March 29th, 2017

Deep Brain Stimulation Targeting in Neurosurgery, Part II of III

Bianca Belcher, MPH, PA-C, practices neurosurgery in Boston, MA.

This is Part II of a three-part series on deep brain stimulation (DBS) targeting designed for providers who lack an intimate level of knowledge and/or experience with this subject matter. In Part I, the ventralis intermedius (VIM) target as well as an overview of DBS, equipment, and programming were discussed.

Globus Pallidus Internus (GPi)

Where is it located?

The GPi is located in the basal ganglia inferior and medial to both the putamen and globus pallidus externa (GPe) and just superior to the optic tract.

Gray, GPi. Green, GPe. Royal blue, optic tract.

Indication for Targeting:

  • Parkinson’s Disease (PD)
    • Stimulation of the GPi treats the cardinal motor symptoms of PD, but less effectively compared with STN stimulation.
    • GPi should be considered if a patient is having significant difficulty with levodopa-induced dyskinesia but an increased dose for cognitive benefits is desired. Of note, GPi stimulation typically does not lead to a reduction in PD medication [1].
    • GPi treats dystonia secondary to PD well.
  • Primary dystonia
    • GPi is the primary target for hereditary dystonia and generally has excellent outcomes with good patient selection.
    • VIM and STN are not generally used for dystonia.

Cautions:

  • GPi is a large target requiring higher voltage settings to achieve symptom improvement. This requires more frequent battery changes or the consideration of a rechargeable battery.

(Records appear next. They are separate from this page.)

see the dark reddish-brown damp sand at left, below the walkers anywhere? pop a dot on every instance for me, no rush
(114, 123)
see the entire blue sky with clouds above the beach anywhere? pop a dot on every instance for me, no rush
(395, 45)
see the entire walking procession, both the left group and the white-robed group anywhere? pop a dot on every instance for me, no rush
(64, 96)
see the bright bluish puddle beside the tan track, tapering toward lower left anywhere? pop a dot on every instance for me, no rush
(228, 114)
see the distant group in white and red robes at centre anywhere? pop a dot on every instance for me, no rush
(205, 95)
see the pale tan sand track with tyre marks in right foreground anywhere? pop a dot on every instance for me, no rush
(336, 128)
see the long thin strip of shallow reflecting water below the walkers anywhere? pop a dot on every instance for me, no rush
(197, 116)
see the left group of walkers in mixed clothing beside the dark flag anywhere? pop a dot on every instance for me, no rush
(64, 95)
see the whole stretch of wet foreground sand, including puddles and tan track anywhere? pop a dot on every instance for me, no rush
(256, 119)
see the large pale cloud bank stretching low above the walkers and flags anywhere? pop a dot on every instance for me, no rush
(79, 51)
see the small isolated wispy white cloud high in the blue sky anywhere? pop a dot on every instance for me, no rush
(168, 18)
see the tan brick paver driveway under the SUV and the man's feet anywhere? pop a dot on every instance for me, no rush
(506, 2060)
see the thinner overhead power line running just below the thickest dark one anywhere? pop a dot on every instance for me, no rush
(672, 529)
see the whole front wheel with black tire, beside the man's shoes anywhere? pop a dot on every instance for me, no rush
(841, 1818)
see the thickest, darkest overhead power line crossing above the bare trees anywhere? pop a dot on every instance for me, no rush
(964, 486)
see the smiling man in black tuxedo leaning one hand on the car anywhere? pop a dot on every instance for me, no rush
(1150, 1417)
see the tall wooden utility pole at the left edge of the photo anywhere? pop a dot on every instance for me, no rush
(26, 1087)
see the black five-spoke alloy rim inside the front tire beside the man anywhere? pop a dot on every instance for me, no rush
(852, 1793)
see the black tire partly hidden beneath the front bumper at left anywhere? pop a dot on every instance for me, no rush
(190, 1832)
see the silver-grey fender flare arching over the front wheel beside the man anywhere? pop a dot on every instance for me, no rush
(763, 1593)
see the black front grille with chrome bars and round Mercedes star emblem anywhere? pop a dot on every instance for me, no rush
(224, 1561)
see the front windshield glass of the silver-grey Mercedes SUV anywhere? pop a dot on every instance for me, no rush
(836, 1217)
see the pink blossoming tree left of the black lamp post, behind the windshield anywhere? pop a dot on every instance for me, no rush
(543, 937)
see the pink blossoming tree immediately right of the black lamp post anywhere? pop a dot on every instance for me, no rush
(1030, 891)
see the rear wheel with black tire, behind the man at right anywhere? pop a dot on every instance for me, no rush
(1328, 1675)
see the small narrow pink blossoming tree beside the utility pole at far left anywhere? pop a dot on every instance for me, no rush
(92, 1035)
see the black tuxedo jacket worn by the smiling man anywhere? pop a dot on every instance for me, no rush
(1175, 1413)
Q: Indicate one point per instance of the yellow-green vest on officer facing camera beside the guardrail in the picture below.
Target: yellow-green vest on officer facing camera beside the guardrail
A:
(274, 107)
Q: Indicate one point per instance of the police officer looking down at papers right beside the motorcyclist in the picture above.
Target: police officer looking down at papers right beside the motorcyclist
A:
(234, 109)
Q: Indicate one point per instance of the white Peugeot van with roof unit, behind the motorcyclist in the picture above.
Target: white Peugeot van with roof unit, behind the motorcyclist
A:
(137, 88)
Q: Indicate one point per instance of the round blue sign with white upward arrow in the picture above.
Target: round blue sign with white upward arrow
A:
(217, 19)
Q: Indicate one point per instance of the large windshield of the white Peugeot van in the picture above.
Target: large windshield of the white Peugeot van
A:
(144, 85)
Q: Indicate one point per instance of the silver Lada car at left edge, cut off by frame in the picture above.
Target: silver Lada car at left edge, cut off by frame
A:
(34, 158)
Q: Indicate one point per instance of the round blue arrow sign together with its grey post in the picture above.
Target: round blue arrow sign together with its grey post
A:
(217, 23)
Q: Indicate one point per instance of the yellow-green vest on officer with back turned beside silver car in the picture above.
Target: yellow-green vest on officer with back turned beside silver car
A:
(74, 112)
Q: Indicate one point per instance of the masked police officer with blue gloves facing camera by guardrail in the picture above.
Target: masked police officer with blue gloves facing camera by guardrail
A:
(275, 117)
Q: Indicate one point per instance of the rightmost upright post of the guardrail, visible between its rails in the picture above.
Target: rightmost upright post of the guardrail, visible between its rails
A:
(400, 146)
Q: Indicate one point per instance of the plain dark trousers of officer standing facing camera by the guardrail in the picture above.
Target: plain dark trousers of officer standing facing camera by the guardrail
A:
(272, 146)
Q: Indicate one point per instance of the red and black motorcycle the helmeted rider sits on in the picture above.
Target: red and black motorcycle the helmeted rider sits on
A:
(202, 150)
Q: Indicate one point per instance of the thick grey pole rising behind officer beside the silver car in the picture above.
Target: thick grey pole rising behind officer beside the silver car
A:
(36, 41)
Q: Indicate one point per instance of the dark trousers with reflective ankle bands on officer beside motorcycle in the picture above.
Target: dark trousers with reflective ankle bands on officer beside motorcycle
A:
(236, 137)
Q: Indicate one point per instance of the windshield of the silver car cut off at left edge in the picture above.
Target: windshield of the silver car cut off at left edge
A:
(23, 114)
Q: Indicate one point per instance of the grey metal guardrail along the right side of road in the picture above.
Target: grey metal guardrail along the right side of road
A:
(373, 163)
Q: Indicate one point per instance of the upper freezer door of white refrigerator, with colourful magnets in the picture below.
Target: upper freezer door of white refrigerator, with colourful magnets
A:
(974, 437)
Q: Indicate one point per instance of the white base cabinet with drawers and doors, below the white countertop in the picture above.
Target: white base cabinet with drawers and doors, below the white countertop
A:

With a young-onset PD patient, this is an important consideration over the lifetime of the patient for both cost and wear and tear on the surgical site.
  • Postural instability is not well treated with GPi stimulation.

Adverse side effects of stimulation based on location of electrode in relation to optimal placement [2]:

Too lateral – With simulation of the GPe, expect to see little to no effect on symptoms.

Too medial – With stimulation of the internal capsule (located medial and posterior to the GPi), unwanted muscle contractions can occur.

Too posterior – Same effects as placement too medially

Too anterior – Little to no effect on symptoms

Too superior – Same effects as placement too laterally

Too deep – Since the optic tract lies just deep to the GPi, stimulating it results in the patient seeing phosphenes (rings or spots of light perceived by the patient without actual light entering the eye).

In Part III of this series, I will address the final most commonly used DBS target, the sub thalamic nucleus (STN).

 

References

  1. Groiss SJ, Wojtecki L, Südmeyer M, Schnitzler A. Deep Brain Stimulation in Parkinson’s Disease. Therapeutic Advances in Neurological Disorders. 2009;2(6):20-28. doi:10.1177/1756285609339382.
  2. DBS Anatomy & Side Effects. A Presentation by Kirk Finnis, PhD. Medtronic.